Risk is transferred through the use of contracts such as sale or insurance contracts. We discussed before that the farmer has risks of theft and adverse weather. In the case of drought or floods the farmer can take an insurance policy against adverse weather. As mentioned before this comes at a cost of premiums and whether or not these are worth paying will.be determined by the probability of the occurrence and the value at risk. Another example of transferring the risk would be entering into a sale contract for the crop at a prearranged price. This will transfer the price risk that the farmer faces. This method is usually suitable for high value low probability risks.
In some cases it is perfectly acceptable to tolerate risks as a part of doing business. This treatment method is usually preferred where the risks are low value and low probability. Say our farmer assesses through monitoring that the possibility of crop theft is very low and as such decides to invest in security for his farm but determines that the cost of say theft insurance is too high a price to pay for a low risk occurrence.
Treating risks is a method of risk control that seeks to insulate a business from the risk. This is done by adapting the systems within the business to prevent the identified risk from becoming a threat down the line. As a risk management objective controlling risk involves changing the business if need be. Turning back to our farmer let’s assume that through monitoring we learn that there is a high risk of drought this season. If the farmer receives this information before planting he can switch to a drought resistant variety of the same crop. This treats the risk in the sense that if it it transpires there is drought the effect will be low. It is not a simple undertaking and is recommended for moderate probability and high risk situations.
Finally termination can be used as a risk control method.
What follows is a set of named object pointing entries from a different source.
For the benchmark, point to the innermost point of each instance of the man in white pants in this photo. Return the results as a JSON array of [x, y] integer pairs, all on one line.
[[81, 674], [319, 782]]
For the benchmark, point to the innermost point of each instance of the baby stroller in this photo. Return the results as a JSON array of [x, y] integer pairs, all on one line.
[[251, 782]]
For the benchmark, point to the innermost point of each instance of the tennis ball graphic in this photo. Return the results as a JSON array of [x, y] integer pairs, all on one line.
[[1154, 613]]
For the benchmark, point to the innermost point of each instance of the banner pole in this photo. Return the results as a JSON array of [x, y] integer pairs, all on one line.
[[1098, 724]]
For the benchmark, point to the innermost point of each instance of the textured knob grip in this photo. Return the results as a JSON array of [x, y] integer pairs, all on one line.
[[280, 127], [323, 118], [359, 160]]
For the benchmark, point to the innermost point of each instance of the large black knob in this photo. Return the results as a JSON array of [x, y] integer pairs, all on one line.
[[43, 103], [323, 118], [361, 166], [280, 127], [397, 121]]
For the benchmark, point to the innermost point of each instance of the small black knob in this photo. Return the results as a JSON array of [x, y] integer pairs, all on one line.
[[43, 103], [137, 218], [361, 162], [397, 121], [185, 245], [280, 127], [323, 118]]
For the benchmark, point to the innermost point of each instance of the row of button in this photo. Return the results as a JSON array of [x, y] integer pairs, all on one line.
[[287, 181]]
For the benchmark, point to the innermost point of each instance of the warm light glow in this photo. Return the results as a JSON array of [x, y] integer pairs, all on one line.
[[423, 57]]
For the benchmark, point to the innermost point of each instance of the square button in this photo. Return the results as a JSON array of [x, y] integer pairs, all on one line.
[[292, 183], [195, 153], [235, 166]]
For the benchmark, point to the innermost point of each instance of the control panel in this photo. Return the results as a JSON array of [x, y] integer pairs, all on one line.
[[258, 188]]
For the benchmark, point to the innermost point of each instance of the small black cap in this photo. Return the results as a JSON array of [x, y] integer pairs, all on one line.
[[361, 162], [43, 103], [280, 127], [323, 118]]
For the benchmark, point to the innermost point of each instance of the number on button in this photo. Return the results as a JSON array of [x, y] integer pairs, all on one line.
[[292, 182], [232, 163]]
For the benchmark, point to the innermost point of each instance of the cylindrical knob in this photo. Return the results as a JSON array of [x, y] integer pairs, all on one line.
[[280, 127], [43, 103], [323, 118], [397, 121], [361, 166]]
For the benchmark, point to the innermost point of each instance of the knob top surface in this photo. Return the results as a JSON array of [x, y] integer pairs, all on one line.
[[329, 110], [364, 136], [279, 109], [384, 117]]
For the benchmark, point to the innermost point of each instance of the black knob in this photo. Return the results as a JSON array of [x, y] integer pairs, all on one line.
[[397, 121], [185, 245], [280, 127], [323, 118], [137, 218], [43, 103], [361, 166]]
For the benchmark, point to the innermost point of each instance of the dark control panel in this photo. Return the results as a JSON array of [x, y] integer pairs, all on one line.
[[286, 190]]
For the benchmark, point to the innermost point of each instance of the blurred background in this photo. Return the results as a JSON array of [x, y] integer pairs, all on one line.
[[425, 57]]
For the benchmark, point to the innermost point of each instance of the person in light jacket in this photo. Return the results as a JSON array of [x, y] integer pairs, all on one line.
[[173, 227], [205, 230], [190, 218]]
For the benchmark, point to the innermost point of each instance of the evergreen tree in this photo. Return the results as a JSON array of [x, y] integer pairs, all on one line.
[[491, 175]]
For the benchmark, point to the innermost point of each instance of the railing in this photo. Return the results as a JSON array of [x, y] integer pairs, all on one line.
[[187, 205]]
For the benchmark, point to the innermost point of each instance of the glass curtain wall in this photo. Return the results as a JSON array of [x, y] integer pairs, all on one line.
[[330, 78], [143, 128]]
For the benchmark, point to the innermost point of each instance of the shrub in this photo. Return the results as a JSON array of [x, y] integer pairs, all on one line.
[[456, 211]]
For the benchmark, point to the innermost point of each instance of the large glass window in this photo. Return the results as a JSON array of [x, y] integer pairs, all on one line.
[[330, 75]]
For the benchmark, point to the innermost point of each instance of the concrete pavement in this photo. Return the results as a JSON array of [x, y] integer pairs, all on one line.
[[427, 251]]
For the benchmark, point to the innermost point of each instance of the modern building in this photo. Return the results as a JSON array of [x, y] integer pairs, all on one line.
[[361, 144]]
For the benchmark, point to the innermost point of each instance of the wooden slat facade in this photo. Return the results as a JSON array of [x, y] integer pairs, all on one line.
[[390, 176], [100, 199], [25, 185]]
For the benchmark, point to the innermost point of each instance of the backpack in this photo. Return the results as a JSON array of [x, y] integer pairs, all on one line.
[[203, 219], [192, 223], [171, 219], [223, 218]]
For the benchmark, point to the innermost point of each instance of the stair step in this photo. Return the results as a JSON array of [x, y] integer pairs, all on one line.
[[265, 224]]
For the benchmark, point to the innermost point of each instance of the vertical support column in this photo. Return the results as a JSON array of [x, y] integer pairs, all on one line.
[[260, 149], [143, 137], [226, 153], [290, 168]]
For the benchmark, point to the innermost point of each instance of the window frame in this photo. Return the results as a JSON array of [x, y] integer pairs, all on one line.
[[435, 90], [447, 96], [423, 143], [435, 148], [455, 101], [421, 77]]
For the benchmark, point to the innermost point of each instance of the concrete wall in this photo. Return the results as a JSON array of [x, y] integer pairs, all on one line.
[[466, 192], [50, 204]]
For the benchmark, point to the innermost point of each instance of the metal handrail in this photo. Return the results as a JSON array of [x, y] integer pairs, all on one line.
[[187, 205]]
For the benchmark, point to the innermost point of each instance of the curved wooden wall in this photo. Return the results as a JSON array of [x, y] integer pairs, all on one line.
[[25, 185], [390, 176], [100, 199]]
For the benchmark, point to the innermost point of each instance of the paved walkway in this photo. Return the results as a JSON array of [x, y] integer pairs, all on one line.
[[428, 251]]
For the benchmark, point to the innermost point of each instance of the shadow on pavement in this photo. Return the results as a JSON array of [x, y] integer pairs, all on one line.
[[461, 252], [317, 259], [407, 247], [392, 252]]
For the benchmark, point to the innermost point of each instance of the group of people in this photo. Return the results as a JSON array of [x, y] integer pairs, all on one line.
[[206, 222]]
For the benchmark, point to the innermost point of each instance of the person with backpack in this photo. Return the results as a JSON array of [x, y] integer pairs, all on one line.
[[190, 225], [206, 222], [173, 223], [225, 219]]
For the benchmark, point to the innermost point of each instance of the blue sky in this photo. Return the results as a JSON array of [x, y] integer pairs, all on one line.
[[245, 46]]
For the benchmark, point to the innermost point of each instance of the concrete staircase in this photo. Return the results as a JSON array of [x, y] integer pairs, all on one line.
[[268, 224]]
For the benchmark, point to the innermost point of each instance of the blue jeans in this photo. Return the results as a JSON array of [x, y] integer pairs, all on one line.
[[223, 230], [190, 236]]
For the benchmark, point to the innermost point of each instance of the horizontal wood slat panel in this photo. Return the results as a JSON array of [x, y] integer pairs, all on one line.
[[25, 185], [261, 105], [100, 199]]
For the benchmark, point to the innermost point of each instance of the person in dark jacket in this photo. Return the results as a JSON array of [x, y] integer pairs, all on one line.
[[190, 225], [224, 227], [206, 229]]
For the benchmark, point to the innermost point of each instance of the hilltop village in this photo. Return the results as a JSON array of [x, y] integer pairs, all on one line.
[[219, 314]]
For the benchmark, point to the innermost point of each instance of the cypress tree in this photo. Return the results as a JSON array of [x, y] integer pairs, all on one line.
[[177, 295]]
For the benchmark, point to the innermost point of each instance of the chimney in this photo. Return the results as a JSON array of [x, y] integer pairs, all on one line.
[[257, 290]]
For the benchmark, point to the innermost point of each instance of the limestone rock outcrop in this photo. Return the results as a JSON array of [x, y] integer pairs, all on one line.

The objective of risk management is prevent loss of value to investors through adverse occurrences. In some cases, particularly where the value at risk and probability are both very high, the best alternative may be to terminate the risk altogether. This may take many forms but to continue with our farmer example we may elect to cancel the cropping project altogether and go into another form of farming .
What our farmer case study lacks in nuance it makes up for in its ability to lay bare the objectives of risk management. Understanding the importance of identifying, measuring and monitoring risks provides us with the necessary foundation to understand how risk can be controlled. Whether we choose to transfer, treat, tolerate or terminate depends on a combination.of the value at risk and the probability of the risk.